A light came on above them, lifting them from the dark and throwing their shadows out onto the blank whiteness of the road. Miss Boerman appeared in the doorway and regarded them with a look as cold as the ground they stood upon. ‘Yes?’
‘Is the Reverend in?’ Franklin asked.
‘Can’t this – whatever it is – wait until tomorrow?’
‘No.’ Franklin noticed her shirt was unbuttoned at the neck, a small thing but on her it seemed as though he’d caught her half-dressed. Her hand rose to her shirt collar and her face hardened. ‘I’m afraid he’s unavailable.’ The fine scar on her face wrinkled as she spoke. Franklin wondered if it was the reason she never smiled.
‘Mind if we come in and see for ourselves?’
‘Do you have a warrant?’
‘What, you mean like this?’
Jackson held up the signed paperwork he had managed to hustle out of the one judge who was still in town and answering his phone and Franklin enjoyed the surprise that registered on the blank mask of her face. She looked up, still making no further move to unlock the gate.
‘OK, I’ll tell you what I’ll do.’ Franklin opened his hands in his I’m-being-reasonable-here manner. ‘You have exactly three seconds to open this gate or I’m going to shoot the lock off and arrest you for obstruction of justice, sound fair?’
He held up three fingers.
Then two.
He reached into his jacket for his gun.
She stepped forward and jabbed a key into the lock, twisting it open and standing aside to let them in.
‘Where is he?’
‘I’m not sure.’
‘Well take a guess and make it a good one.’
‘He’s probably at prayer, in the chapel.’
‘You think so or you know so?’
Her hand went to her collar again. ‘He’s there.’
‘Where is it?’
‘In the basement, down the side stairs you went up earlier.’
‘Is he alone?’
‘Yes.’
‘Anyone else in the building I should know about?’
‘The church is closed.’
‘That’s not what I asked.’
‘No. There’s no one here but Fulton and myself.’

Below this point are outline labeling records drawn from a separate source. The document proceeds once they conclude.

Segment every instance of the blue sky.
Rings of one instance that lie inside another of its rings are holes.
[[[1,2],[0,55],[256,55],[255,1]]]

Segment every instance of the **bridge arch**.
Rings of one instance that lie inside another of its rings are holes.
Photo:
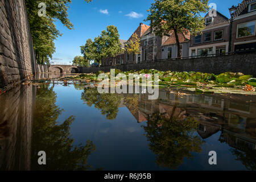
[[[62,74],[63,73],[63,69],[60,67],[53,67],[52,68],[52,72],[57,74]]]

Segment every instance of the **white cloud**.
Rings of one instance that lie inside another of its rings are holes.
[[[126,16],[129,16],[130,18],[139,18],[143,17],[143,15],[141,13],[137,13],[134,11],[131,11],[129,14],[126,15]]]
[[[100,9],[100,12],[101,13],[105,14],[106,15],[108,15],[109,14],[109,11],[108,11],[107,9],[106,9],[106,10],[101,10],[101,9]]]

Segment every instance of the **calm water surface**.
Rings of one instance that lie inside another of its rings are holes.
[[[256,169],[255,96],[161,89],[151,101],[92,86],[51,82],[0,96],[0,169]]]

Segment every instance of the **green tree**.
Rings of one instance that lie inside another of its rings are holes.
[[[192,35],[204,28],[204,19],[200,14],[209,10],[209,0],[155,0],[146,20],[152,20],[151,26],[154,32],[160,36],[168,35],[174,32],[177,46],[177,56],[181,57],[179,34]]]
[[[134,33],[131,39],[128,42],[126,46],[126,50],[130,55],[133,53],[134,55],[141,53],[139,47],[141,46],[141,39],[138,36],[137,34]]]
[[[89,2],[91,0],[85,0]],[[49,63],[55,51],[54,40],[61,34],[55,22],[59,20],[68,29],[73,28],[68,19],[68,10],[71,0],[44,0],[46,16],[38,16],[40,1],[25,0],[35,54],[38,63]]]
[[[85,46],[80,46],[81,53],[84,55],[85,60],[89,60],[89,64],[90,65],[91,61],[97,57],[97,47],[91,39],[86,40]]]
[[[156,163],[163,167],[176,169],[185,158],[191,159],[192,152],[200,152],[203,141],[195,135],[198,123],[186,119],[164,118],[164,114],[155,113],[148,117],[144,126],[150,142],[150,149],[156,155]]]
[[[31,152],[32,170],[86,170],[89,156],[96,150],[92,141],[73,146],[70,126],[75,120],[70,117],[63,123],[57,121],[63,111],[56,105],[56,94],[53,88],[43,85],[36,92],[35,121],[33,122]],[[47,154],[47,165],[38,165],[38,153]]]
[[[74,57],[73,64],[79,64],[83,67],[88,67],[89,66],[89,60],[86,60],[83,56],[77,56]]]
[[[117,27],[107,26],[106,30],[102,31],[93,42],[88,39],[85,46],[81,46],[81,48],[84,57],[94,60],[100,65],[104,58],[115,56],[122,51]]]

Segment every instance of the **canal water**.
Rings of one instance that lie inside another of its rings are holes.
[[[162,89],[148,100],[46,81],[17,86],[0,104],[1,170],[256,169],[255,96]]]

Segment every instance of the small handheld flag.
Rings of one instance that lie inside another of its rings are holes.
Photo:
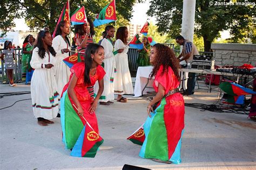
[[[142,145],[145,140],[145,133],[143,129],[143,124],[132,133],[127,139],[131,140],[133,143]]]
[[[136,34],[133,37],[132,40],[128,43],[128,45],[131,47],[142,49],[143,48],[143,44],[139,39],[139,36],[138,34]]]
[[[84,57],[80,56],[80,53],[76,53],[66,58],[63,59],[63,62],[69,66],[69,68],[71,68],[73,65],[81,62],[82,60],[84,60]]]
[[[150,24],[148,22],[146,22],[145,23],[142,29],[142,30],[140,30],[140,32],[139,33],[141,33],[145,36],[146,36],[147,35],[147,31],[149,31],[149,26]]]
[[[55,29],[54,30],[53,33],[52,34],[52,38],[55,37],[55,34],[56,34],[57,28],[58,27],[58,25],[59,23],[63,20],[65,20],[68,22],[70,24],[70,18],[69,17],[69,1],[68,0],[66,2],[66,4],[64,5],[63,9],[62,10],[62,13],[59,16],[59,19],[58,20],[58,22],[57,23],[56,26],[55,27]]]
[[[75,11],[72,14],[70,20],[72,25],[86,23],[87,18],[84,10],[84,6],[83,6]]]
[[[93,22],[93,25],[96,27],[114,22],[116,20],[116,1],[113,0],[99,12]]]

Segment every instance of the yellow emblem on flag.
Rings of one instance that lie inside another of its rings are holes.
[[[136,133],[134,134],[134,137],[140,138],[144,135],[144,131],[142,129],[140,129]]]
[[[71,55],[69,58],[69,61],[72,62],[72,61],[75,61],[76,60],[77,60],[77,55]]]
[[[77,20],[82,20],[83,18],[84,18],[84,14],[82,12],[78,12],[77,13],[77,15],[76,15],[76,18]]]
[[[114,8],[113,6],[109,5],[106,10],[106,13],[105,16],[107,17],[110,18],[114,15]]]
[[[144,31],[147,31],[149,30],[149,26],[146,26],[144,27],[143,30],[144,30]]]
[[[95,141],[99,139],[99,135],[95,131],[91,131],[87,133],[87,139],[89,141]]]

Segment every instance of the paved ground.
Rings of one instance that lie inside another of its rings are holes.
[[[0,85],[0,93],[29,91],[30,87]],[[186,103],[214,103],[215,93],[200,89]],[[131,96],[130,96],[131,97]],[[0,98],[0,108],[30,98],[30,95]],[[186,107],[182,162],[166,165],[140,158],[140,146],[126,140],[146,119],[145,100],[99,105],[99,130],[104,143],[95,158],[70,156],[61,142],[59,118],[42,127],[37,123],[31,100],[1,110],[1,169],[122,169],[124,164],[153,169],[255,169],[256,123],[245,115],[200,111]]]

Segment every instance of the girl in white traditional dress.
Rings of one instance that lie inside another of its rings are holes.
[[[112,25],[108,25],[105,29],[106,36],[103,39],[100,45],[104,48],[105,58],[102,66],[106,72],[104,78],[104,90],[99,98],[99,104],[109,105],[113,102],[111,100],[114,99],[114,74],[115,70],[115,63],[114,54],[114,44],[111,40],[111,38],[114,36],[114,29]],[[99,89],[98,83],[95,85],[95,94],[97,94]]]
[[[70,43],[67,36],[69,34],[70,26],[68,22],[60,22],[57,29],[56,37],[52,40],[52,46],[56,52],[55,79],[59,93],[62,91],[63,87],[69,82],[71,74],[70,68],[63,62],[63,59],[70,55]],[[60,104],[59,101],[59,109],[60,108]]]
[[[54,69],[56,53],[51,46],[52,41],[49,31],[40,31],[30,61],[35,69],[31,84],[33,112],[41,126],[54,123],[49,119],[56,117],[58,110],[59,94]]]
[[[117,94],[117,101],[126,102],[127,98],[122,95],[133,93],[132,78],[130,73],[127,53],[129,46],[128,42],[128,29],[126,26],[121,26],[117,29],[116,34],[116,41],[114,44],[114,51],[118,50],[118,53],[114,56],[117,73],[114,79],[114,94]]]

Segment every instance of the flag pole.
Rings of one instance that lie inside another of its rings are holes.
[[[116,12],[116,15],[117,15],[117,11],[116,10],[116,0],[114,0],[114,12]],[[114,25],[115,25],[115,27],[116,27],[116,31],[117,31],[117,19],[114,20]]]
[[[69,43],[70,44],[70,51],[72,49],[71,45],[71,22],[70,22],[70,4],[69,4],[69,0],[68,0],[69,3]]]

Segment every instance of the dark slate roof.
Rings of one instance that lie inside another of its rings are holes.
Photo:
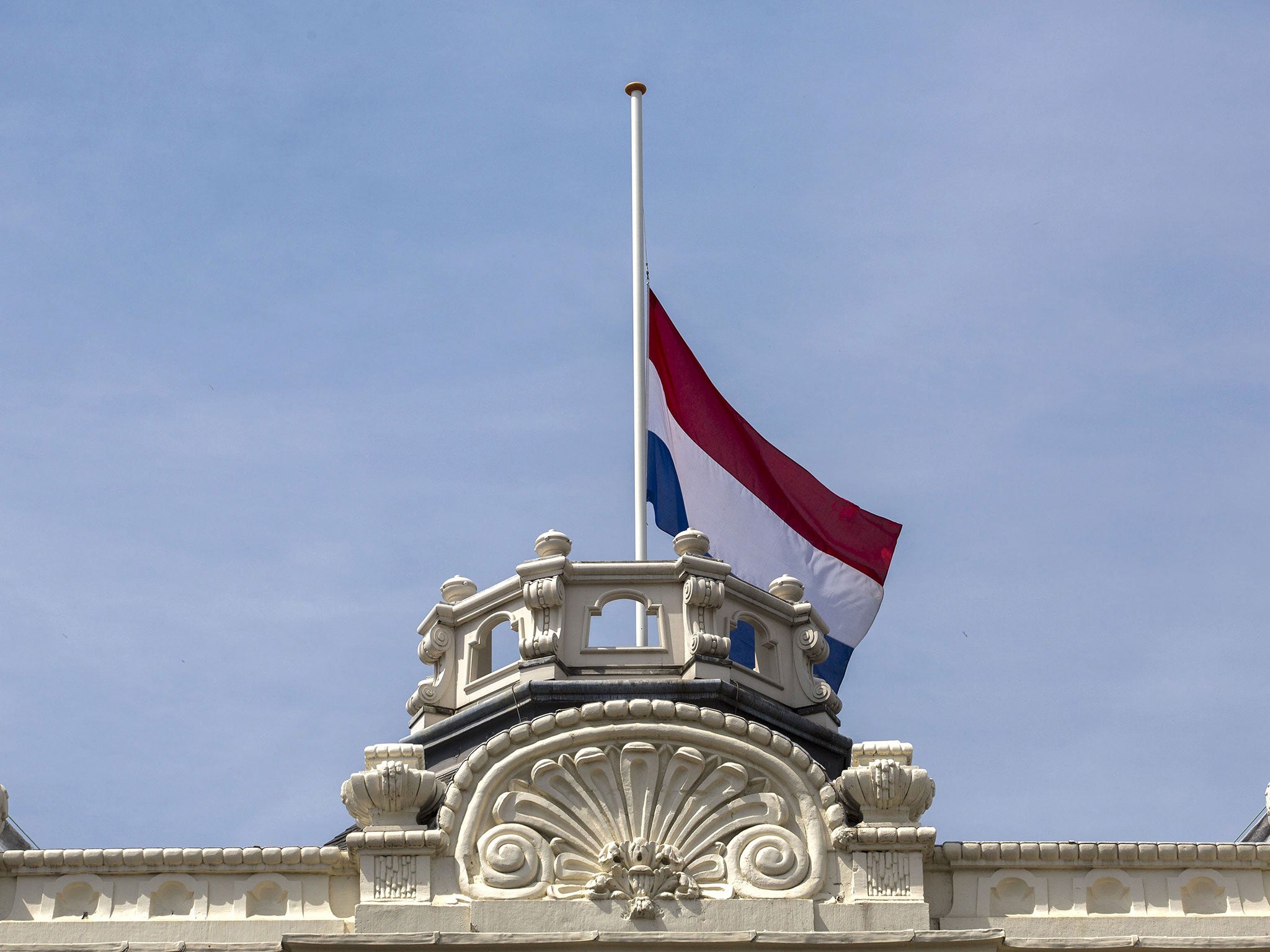
[[[0,849],[34,849],[36,844],[22,835],[13,820],[0,823]]]

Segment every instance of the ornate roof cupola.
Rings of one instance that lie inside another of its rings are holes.
[[[444,600],[419,625],[419,658],[434,671],[406,702],[409,741],[433,769],[519,721],[629,698],[728,711],[786,734],[828,770],[847,765],[842,702],[813,673],[828,655],[827,627],[796,579],[767,590],[742,581],[695,529],[676,536],[674,561],[579,562],[572,547],[545,532],[513,578],[484,590],[461,576],[441,586]],[[652,644],[634,644],[634,623],[630,644],[594,644],[602,623],[636,613],[648,616]],[[733,652],[738,626],[753,632],[745,663]],[[491,670],[500,635],[516,640],[517,656]]]
[[[441,586],[411,734],[344,784],[357,932],[930,925],[933,784],[909,745],[838,734],[796,579],[742,581],[693,529],[673,561],[573,561],[559,532],[535,551]],[[615,612],[631,644],[596,636]]]

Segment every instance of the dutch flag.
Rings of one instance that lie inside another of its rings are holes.
[[[754,585],[792,574],[829,626],[815,674],[837,691],[881,605],[899,523],[829,491],[763,439],[715,388],[648,292],[648,500],[658,528],[710,537],[711,555]],[[753,636],[733,632],[733,656]],[[748,658],[753,664],[752,658]]]

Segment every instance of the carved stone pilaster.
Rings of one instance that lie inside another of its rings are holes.
[[[427,902],[432,899],[432,854],[448,842],[439,830],[420,829],[420,816],[436,811],[444,784],[423,769],[417,744],[366,748],[366,769],[340,791],[348,812],[362,826],[348,834],[358,857],[363,902]]]

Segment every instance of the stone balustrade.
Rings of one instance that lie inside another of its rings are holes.
[[[828,627],[790,576],[768,590],[711,559],[710,541],[687,529],[678,559],[644,562],[572,561],[559,532],[538,537],[532,559],[486,589],[456,576],[444,600],[419,625],[419,659],[433,674],[406,703],[415,730],[508,688],[535,680],[720,680],[836,730],[842,703],[815,677],[828,656]],[[596,644],[601,617],[620,613],[627,644]],[[635,618],[649,618],[649,644],[635,645]],[[732,636],[753,630],[753,658],[738,660]],[[514,640],[512,660],[494,669],[494,641]]]

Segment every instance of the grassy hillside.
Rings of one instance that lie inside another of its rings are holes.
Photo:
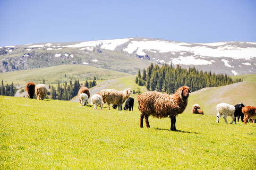
[[[204,113],[216,116],[216,106],[221,102],[232,105],[242,103],[256,106],[256,83],[242,82],[228,85],[206,88],[190,95],[186,110],[191,111],[195,103],[200,104]]]
[[[231,76],[232,78],[241,78],[246,82],[256,83],[256,74],[237,75]]]
[[[255,169],[255,124],[217,124],[185,111],[173,132],[168,118],[150,117],[151,128],[140,128],[137,103],[134,111],[119,111],[57,100],[0,101],[0,169]]]
[[[66,76],[65,76],[65,74]],[[34,68],[29,70],[0,73],[0,78],[4,83],[26,85],[28,82],[38,84],[44,79],[46,84],[57,84],[59,81],[68,82],[70,77],[74,80],[79,78],[84,83],[86,78],[92,79],[95,76],[97,79],[108,80],[131,75],[118,71],[81,65],[68,65]]]

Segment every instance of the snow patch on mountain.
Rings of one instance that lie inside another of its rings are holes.
[[[208,65],[212,64],[211,61],[209,61],[201,59],[195,57],[193,56],[183,57],[179,56],[178,58],[173,58],[171,60],[172,64],[184,64],[184,65]]]
[[[232,72],[232,73],[234,74],[234,76],[238,75],[238,73],[235,70],[232,70],[231,71],[231,72]]]
[[[249,63],[248,62],[247,62],[247,63],[242,63],[242,64],[243,64],[244,65],[247,65],[247,66],[250,66],[251,65],[251,64]]]
[[[230,68],[232,68],[232,66],[229,64],[229,61],[228,61],[227,60],[226,60],[225,59],[222,59],[222,61],[224,62],[224,64],[225,65],[225,66],[230,67]]]
[[[73,45],[64,46],[63,47],[82,48],[100,46],[101,48],[102,49],[114,51],[118,46],[127,42],[128,41],[128,38],[124,38],[109,40],[89,41],[82,42]]]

Franklin smiled. ‘Thank you, miss. You have been most helpful. Why don’t you wait here until we’re done.’
He pushed through the front door and into the warmth of the entrance hall with Jackson following close behind. The phone room was empty and so was the post
room. They continued through to the narrow stairs and headed down, Franklin’s steps loud on the bare boards, announcing his approach to whoever might be listening in the basement. He reached the bottom and waited for Jackson to join him. ‘You set?’
A short nod.
‘OK, let’s do it.’
They moved together through the gloom towards a solid wooden door that swung open easily on well-oiled hinges to reveal a small chapel beyond lit by sunlight miraculously pouring through a large stained-glass window. Cooper was on his knees in front of it, head bowed, hands in front of him where they couldn’t be seen.
‘Hello, Reverend,’ Franklin said, moving to the centre of the room. ‘Sorry to burst in on you like this but I was just dying to introduce you to a friend of mine. Detective Jackson of the Charleston PD, meet the man we’re here to arrest for conspiracy to murder.’
Cooper didn’t move. Franklin glanced over at Jackson. ‘You want to Mirandize him while he’s saying his goodbyes to the Lord?’
Franklin sat down on one of the benches while Jackson read Cooper his rights. He felt suddenly tired from the long and event-filled day. Driving away from Marie and Sinead had taken more out of him than he thought. At least Cooper wasn’t kicking and screaming. He watched the Reverend lower his hands and look up at the cross built into the design of the window. ‘Might I ask on what evidence you are arresting me?’
‘You might.’ Franklin produced his phone and played the intercepted phone message, Cooper’s voice sounding thin and tinny on the small speaker. He switched it off before it got to the end.
‘You really have no idea what all of us are facing here, do you?’ Cooper said.
Franklin smiled. ‘Feel free to enlighten me,’ he said wearily, ‘though you would be advised to keep it short as everything you now say constitutes evidence that can be used against you in a court of law.’
‘Whose law – the law of man? The law of governments? What fear I of such flawed and inadequate things?’